Assume the angle of the slope is $\theta$, mass of the disk is m, radius is R. The momentum of inertia is $I=\frac{1}{2}mR^2$.
Let analysis this problem from the contact point between the disk and the slope.
The normal force between the disk and the slope is $mg \cos\theta$, and the force along the slope is $mg \sin\theta$,
Assume the friction between the disk and the slope is f.
The net force is $mg \sin\theta + f = m a$, where a is the acceleration along the slope.

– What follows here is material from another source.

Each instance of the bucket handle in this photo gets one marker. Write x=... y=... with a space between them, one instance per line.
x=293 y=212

(the friction force from the slope to the disk is in the same direction as acceleration a)

The condition for rolling without slipping is $a=R\alpha$
The torque is $\tau= R mg\sin\theta = I \alpha =\frac{1}{2}mR^2 \alpha=\frac{1}{2}m R R\alpha=\frac{1}{2}m Ra$.

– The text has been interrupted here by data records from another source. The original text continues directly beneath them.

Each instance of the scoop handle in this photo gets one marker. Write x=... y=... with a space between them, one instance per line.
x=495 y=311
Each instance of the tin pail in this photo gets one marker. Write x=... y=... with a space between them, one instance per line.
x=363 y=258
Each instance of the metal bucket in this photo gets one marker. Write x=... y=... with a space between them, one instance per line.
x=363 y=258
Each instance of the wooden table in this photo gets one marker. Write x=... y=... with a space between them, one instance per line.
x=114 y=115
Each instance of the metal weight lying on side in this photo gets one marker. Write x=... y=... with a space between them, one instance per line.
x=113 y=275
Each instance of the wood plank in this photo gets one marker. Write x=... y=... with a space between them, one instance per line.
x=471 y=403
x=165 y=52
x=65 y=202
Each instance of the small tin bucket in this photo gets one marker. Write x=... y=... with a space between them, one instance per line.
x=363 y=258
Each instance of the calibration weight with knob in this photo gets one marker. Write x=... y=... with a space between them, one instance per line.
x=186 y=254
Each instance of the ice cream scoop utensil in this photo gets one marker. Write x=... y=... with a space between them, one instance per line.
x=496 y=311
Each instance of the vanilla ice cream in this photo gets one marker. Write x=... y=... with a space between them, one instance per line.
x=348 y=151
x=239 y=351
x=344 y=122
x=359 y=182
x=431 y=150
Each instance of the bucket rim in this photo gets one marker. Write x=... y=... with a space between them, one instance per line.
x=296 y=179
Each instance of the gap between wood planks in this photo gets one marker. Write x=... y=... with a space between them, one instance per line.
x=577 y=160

So $mg\sin\theta=\frac{1}{2}m a$, i.e. $a =2g \sin\theta$ and $f=ma- mg\sin\theta= mg\sin\theta$
Since the maximum static friction force $f_{max}=mg\cos\theta\mu \ge mg\sin\theta$,
it imply that $\mu\ge \tan\theta$ for the disk to rolling without slipping.

If it is a ball instead of a disk, then $I=\frac{2}{5}mR^2$.
$\tau= R mg\sin\theta = I \alpha =\frac{2}{5}mR^2\alpha=\frac{2}{5}m R a$
So $mg\sin\theta=\frac{2}{5}ma$, or $a=\frac{5}{2}g\sin\theta$.
$f=ma -mg\sin\theta=\frac{3}{5}ma=\frac{3}{2}g\sin\theta$.
So the condition for rolling without slipping becomes $\mu \ge \frac{2}{3}\tan\theta$.